Figure 5 Schematic view of anti-cancer mechanism of radiolabeled mAbs. Since many non-viable and necrotic cells with permeable membranes are present in tumors, allowing mAbs to access to interact with the intracellular antigens. In addition, intracellular antigens E6 and E7 can be released from cancer cells via necrosis and cell turnover. E6 or E7 specific mAbs bind to extracellular E6 and E7 and deliver cytotoxic radiation to this area. Surviving tumor cells including weak or no E6 or E7 expression were killed by radiation by the “cross-fire” effect produced by radiation in 360° spheres.
For example, E6 and E7 oncoproteins in experimental cervical cancer can be targeted by using radiolabeled mAbs with a beta-emitter 188-Rhenium (188Re) attached to HPV E6, making them selective mediators of tumor destruction even in experimental cervical tumors expressing low levels of E6 (102, 103). In addition, the radiolabeled anti-HPV E6 mAb alone and in combination with MG-132, a proteasome inhibitor, was used to treat cervical tumor-bearing mice and showed a significant suppression of tumor growth (103, 104). Radioimmunotherapy based on 188Re directed toward HPV E7 oncoprotein also inhibits experimental tumors growth (105). Besides, beta emitters lutetium-177 (177Re) are equally effective for radioimmunotherapy based on an anti-HPV E6 mAb in HPV-positive cervical cancer (108). These results mean that radiotherapies based on both E6 and E7 are probably potential therapeutic methods for HPV-positive cancers.
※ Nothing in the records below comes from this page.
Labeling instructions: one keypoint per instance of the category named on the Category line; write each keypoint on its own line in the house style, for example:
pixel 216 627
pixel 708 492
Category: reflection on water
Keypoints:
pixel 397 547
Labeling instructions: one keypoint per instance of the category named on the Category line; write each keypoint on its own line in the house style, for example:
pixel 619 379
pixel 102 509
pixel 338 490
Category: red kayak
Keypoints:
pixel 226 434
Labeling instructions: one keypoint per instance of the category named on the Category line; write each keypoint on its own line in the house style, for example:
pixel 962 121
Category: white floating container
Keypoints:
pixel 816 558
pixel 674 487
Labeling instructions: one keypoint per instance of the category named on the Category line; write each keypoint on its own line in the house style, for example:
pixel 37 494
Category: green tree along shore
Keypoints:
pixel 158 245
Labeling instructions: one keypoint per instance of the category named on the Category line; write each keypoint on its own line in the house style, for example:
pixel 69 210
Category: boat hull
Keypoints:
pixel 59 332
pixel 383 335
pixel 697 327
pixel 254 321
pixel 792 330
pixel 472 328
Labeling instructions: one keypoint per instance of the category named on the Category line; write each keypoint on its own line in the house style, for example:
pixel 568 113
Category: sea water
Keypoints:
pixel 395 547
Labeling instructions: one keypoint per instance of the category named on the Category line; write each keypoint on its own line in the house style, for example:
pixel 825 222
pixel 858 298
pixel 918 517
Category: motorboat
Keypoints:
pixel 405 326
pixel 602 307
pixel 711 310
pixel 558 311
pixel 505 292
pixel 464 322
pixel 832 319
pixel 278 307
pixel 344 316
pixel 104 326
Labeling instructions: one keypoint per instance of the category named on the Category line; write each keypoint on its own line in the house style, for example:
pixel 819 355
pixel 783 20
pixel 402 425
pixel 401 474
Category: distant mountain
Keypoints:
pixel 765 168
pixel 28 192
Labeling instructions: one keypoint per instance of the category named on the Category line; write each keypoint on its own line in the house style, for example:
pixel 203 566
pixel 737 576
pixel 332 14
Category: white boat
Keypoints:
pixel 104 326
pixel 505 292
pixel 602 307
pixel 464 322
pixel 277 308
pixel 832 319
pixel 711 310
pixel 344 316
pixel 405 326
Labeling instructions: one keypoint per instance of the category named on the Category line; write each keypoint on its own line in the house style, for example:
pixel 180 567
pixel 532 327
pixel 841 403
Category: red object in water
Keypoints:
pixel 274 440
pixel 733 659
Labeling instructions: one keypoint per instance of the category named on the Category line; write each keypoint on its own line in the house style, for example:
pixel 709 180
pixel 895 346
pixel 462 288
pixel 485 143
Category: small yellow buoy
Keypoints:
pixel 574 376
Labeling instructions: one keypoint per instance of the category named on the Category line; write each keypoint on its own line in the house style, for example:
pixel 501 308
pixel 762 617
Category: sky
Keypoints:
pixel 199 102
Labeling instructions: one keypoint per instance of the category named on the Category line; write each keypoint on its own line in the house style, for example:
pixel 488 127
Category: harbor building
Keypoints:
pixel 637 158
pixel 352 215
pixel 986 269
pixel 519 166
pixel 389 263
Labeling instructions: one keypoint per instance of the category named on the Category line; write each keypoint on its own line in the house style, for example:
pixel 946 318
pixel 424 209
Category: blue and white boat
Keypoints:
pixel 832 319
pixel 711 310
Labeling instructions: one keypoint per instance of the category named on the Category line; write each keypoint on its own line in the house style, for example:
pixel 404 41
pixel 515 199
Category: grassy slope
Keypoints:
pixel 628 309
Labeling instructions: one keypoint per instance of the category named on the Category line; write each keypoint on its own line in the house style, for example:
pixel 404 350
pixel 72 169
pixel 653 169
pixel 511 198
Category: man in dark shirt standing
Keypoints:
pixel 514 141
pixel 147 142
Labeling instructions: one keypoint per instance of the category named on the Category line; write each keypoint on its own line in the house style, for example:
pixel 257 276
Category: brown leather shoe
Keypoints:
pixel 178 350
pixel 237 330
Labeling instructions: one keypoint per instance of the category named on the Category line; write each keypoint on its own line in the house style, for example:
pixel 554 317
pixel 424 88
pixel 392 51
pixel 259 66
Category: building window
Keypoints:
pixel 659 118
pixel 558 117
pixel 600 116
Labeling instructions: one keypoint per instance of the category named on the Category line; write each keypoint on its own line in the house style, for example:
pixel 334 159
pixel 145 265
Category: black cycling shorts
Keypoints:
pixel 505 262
Affitoxins for the Therapeutics of HPV-Induced Cancers
In addition to applications in tumor imaging and diagnosis, affibodies can also be used as therapeutic tools for tumor treatment. Clinical and pre-clinical studies showed that several affibodies have been developed to target some oncogenic proteins, such as human epidermal growth factor receptor 2 (HER2), epidermal growth factor receptor (EGFR), and insulin-like growth factor type 1 (IGF1R) (109, 110). These affibodies showed a promising future for early-stage cancer diagnosis and treatment in the clinic. Interestingly, affibodies were also applied in HPV-positive tumors via targeting HPV oncoproteins. In a mouse cervical cancer model, ZHPV18E7 and ZHPV16E7 affibodies connected with Pseudomonas exotoxin, also known as affitoxins, were able to deliver Pseudomonas exotoxin, a clinically used anti-cancer agent to tumor tissues effectively, showing great potential for HPV-induced cancer treatment (43, 111). These results exemplify the potential use of affitoxins for HPV-induced cancers.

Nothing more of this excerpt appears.